Book review: The Dead-Tossed Waves

Carrie Ryan’s The Dead-Tossed Waves.

Author: Carrie Ryan
Publisher: Gollancz

Carrie Ryan continues her cinematic form and bold characterisation into the sequel to The Forest Of Hands And Teeth, crafting a teen-tinged horror novel that stand out as a good book in its own right.

Set several years after the first book, the story follows Mary’s foundling daughter, Gabrielle, as she crosses the barrier protecting her small town of Vista with dire consequences. Alternately shifting between a romance story and an action adventure, Ryan pens both shifts in pace fluidly, with an uncannily subtle skill at world building influencing and flavouring every aspect of the narrative.

Indeed, where The Forest Of Hands And Teeth first introduced us to the mechanics of Mary and Gabry’s world, The Dead-Tossed Waves is very much the second date. Here we see a human race driven to the point of exhaustion after the return of the dead, with peculiar religious sects nipping at the edges of a last, desperate and autocratic form of government attempting to hold a semblance of the species together.

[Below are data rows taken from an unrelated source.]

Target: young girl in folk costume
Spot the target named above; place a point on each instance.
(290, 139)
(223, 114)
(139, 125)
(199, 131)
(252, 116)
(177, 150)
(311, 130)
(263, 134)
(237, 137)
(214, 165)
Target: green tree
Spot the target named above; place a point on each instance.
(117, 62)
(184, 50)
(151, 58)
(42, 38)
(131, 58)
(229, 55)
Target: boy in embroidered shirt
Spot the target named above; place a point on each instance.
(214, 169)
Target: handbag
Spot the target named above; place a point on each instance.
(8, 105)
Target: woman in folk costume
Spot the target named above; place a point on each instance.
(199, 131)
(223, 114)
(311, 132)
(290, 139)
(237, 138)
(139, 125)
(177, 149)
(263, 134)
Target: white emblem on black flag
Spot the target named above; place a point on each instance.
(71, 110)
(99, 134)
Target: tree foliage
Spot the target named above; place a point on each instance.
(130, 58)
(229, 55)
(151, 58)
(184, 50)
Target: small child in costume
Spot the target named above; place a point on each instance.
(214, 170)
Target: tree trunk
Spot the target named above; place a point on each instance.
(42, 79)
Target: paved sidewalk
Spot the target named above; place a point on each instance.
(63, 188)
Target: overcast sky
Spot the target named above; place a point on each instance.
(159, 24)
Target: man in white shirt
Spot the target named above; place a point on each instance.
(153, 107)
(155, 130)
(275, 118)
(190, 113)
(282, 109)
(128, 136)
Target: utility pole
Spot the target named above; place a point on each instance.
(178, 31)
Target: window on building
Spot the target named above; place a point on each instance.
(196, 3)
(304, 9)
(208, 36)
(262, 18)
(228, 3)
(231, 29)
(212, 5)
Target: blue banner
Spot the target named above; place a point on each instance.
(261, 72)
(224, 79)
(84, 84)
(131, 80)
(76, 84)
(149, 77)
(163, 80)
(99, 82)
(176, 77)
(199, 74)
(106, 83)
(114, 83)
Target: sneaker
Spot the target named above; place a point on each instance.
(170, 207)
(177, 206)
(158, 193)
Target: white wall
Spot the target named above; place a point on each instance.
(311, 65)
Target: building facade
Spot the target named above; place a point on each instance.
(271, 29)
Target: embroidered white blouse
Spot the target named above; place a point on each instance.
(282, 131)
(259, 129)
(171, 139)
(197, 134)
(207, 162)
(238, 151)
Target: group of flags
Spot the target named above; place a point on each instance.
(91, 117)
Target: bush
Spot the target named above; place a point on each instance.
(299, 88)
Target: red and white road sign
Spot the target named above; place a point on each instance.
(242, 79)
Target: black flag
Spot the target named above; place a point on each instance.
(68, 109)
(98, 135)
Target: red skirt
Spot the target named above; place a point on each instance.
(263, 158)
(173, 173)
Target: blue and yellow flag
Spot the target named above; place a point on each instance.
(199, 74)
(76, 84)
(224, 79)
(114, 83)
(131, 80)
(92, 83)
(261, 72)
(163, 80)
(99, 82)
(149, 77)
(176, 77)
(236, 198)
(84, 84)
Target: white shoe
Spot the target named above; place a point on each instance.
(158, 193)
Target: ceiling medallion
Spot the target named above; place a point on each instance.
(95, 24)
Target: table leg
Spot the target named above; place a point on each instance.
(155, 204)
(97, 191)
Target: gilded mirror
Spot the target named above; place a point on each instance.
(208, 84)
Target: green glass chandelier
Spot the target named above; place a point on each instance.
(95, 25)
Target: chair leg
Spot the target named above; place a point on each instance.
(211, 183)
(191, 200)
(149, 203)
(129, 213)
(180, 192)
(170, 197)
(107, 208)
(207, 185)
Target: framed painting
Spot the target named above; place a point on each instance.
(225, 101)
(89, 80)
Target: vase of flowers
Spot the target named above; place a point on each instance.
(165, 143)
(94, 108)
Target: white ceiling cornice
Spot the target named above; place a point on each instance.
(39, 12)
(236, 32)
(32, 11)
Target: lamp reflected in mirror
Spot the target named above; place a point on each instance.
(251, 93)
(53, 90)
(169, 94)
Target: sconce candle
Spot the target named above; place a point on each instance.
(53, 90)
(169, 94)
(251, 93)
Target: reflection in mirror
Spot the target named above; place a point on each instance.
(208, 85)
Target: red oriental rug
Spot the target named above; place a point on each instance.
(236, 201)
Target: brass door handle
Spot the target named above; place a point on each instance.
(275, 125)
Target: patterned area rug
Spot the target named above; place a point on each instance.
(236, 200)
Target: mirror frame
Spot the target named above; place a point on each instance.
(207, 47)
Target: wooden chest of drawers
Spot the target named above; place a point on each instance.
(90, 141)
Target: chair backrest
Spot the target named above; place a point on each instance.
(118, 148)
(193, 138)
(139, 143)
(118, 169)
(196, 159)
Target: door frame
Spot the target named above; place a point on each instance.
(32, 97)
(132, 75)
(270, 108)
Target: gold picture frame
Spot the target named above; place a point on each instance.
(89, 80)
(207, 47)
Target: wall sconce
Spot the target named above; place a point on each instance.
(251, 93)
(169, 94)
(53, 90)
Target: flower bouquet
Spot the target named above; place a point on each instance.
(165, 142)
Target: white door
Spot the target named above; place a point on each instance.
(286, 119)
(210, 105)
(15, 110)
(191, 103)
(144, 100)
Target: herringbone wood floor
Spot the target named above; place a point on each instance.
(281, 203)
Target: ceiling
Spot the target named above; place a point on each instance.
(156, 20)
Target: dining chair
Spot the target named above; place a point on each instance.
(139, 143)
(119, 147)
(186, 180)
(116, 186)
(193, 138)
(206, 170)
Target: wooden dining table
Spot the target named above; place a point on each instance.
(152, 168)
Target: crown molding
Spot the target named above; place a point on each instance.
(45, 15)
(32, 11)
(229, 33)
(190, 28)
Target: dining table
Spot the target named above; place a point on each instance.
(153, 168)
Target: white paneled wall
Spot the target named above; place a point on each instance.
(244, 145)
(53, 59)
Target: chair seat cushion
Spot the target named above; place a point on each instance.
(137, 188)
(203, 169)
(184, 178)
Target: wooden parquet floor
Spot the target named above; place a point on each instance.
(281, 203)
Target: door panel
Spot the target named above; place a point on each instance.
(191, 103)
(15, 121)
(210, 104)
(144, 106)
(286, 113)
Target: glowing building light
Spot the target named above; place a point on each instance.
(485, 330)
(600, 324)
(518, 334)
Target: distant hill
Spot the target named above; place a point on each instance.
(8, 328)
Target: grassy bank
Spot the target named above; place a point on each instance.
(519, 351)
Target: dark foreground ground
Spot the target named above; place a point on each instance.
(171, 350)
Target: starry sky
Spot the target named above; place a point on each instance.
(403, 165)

Problems do lie in some aspects of the novel. Often, the romantic aspects feel repetitive, the will-they-won’t-they trope trotted out with tiresome regularity. Also, the supporting cast can seem cardboard at times, but this is offset by the moments of heart-pounding, page-turning set pieces. We do think that Ryan should have cast off the YA feel at points as well – with a little more grit and a higher page count, this could quite easily be a fantastic adult novel, as opposed to a good late-teen one. Either way, it’s highly recommended for those who enjoyed the first book, and while those who haven’t read it may miss out on the nostalgic meaning of some of the later chapters, The Dead-Tossed Waves can be used as a starting point for the series.